SEE FOR DOUBLE YOU!!! (yaaaay!)
We have a band. Did you guys know that there's a band? Or, more importantly, did you guys know you're IN the band? This was decided on a fateful Friday afternoon (today), at Espresso 22, during an official meeting of the Let's Go to Espresso 22 After Work and Talk for Awhile and then Laugh Incessantly about a Crazy Fantastic Hypothetical Situation in which We Put Our Co-Workers into a BAND club (aka Meher, Emily S., and me).
Everyone has a specific part in the band (duuuh). Our schtick is that we think we're the most radical, tubular band around, even though we actually are ass. The band (called "See For Double You"--every time we say it, everyone says it in unison and then points at someone in the audience) performs every hour on the hour in the turret in C4W.

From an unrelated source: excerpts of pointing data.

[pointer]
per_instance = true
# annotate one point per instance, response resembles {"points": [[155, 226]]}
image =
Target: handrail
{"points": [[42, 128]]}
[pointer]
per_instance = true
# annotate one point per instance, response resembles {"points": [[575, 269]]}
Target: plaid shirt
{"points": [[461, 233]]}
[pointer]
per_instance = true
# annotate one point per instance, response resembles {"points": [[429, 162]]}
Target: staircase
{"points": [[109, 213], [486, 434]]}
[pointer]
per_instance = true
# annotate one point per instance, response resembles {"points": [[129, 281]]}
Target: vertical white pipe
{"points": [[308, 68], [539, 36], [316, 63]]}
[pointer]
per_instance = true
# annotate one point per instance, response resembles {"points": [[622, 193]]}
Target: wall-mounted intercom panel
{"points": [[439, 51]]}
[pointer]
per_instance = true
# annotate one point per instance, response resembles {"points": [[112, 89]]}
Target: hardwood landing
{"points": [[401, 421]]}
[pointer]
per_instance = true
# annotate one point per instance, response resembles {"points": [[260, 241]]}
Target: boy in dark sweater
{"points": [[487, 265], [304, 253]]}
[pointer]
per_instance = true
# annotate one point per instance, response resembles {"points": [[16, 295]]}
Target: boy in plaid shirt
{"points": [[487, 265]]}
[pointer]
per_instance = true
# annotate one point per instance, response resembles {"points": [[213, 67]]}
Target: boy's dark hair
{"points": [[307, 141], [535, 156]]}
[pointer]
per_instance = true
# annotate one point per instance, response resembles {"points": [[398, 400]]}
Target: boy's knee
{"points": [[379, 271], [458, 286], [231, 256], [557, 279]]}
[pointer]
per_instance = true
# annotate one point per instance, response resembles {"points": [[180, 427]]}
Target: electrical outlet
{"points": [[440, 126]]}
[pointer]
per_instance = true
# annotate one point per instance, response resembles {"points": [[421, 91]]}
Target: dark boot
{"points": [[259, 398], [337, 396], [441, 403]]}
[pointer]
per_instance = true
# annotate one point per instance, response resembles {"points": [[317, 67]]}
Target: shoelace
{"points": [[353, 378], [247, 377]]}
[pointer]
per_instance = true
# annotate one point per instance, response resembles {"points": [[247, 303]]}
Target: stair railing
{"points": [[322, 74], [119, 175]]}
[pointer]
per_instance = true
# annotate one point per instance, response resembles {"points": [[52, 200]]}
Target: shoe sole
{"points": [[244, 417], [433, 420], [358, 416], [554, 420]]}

Meher: Singer. Sings with her eyes closed, carries a wireless mic, walks through the lab picking out unlucky victims which she forces to sit in one of the awkward, large colored chairs with desks attached so she can serenade them.
Emily S.: Oboe player. Struggles to get any notes out of the impossible to play double-reeded instrument. Sits cross-legged and slouchy in one of the aforementioned deskchairs.
Yi: Bass player (Orchestral, not guitar). Has to jump every time a note is played in order to reach the upper strings.
Peter: Official band snapper. Wears sunglasses, stands at stage right, and snaps along with the "music."
Jenna: Back-up/Main Dancer. The only dancer. 100% interpretive dancing in flowy skirts, often holding branches with leaves to swish around. Dances with her eyes closed, completely oblivious to any music. And barefoot, of course.
Maggie: Keyboard player. And not a real keyboard, just one with 10 or so keys, and two functions: trumpet and snare/cymbal. Snare/cymbal function is ALWAYS on. Batteries die halfway through every show and must be replaced.
Miranda: Band's Image Consultant. Keeps fannypack of scrunchies on her person at all times.
Sharkey: Keytar player. Instrument is kept unplugged, so it's kind of an airguitar/keytar situation. Sports a rat-tail and neckbeard.
Emily Lind: Band Manager. Most important duty, besides standing on a chair and announcing to the griping lab users that a show is about to start, is buying stage props. Most recent purchase: those flower pots containing flowers that wear sunglasses and move along to clapping/loud noises.
Keely: Didgeridoo player. Got the instrument confused with a Swiss Alp Horn, so she wears liederhosen.
Gabe: Lyricist. Specializes in spoken word, and interrupts Meher's singing every so often to share a few lines. Carries bongoes but never plays them.
Grant: Bouncer. Threatens complaining lab users with hyperbolic, ironic, metaphorical similes. And a stungun.
Wendy: Soccer-whistle player. Costume includes shin guards.
Brittany: Official Merchandise vendor. We currently sell See For Double You! fanny packs ($20), See For Double You! notepads ($8), and See For Double You! monogrammed hand towels (quite a steal at $30).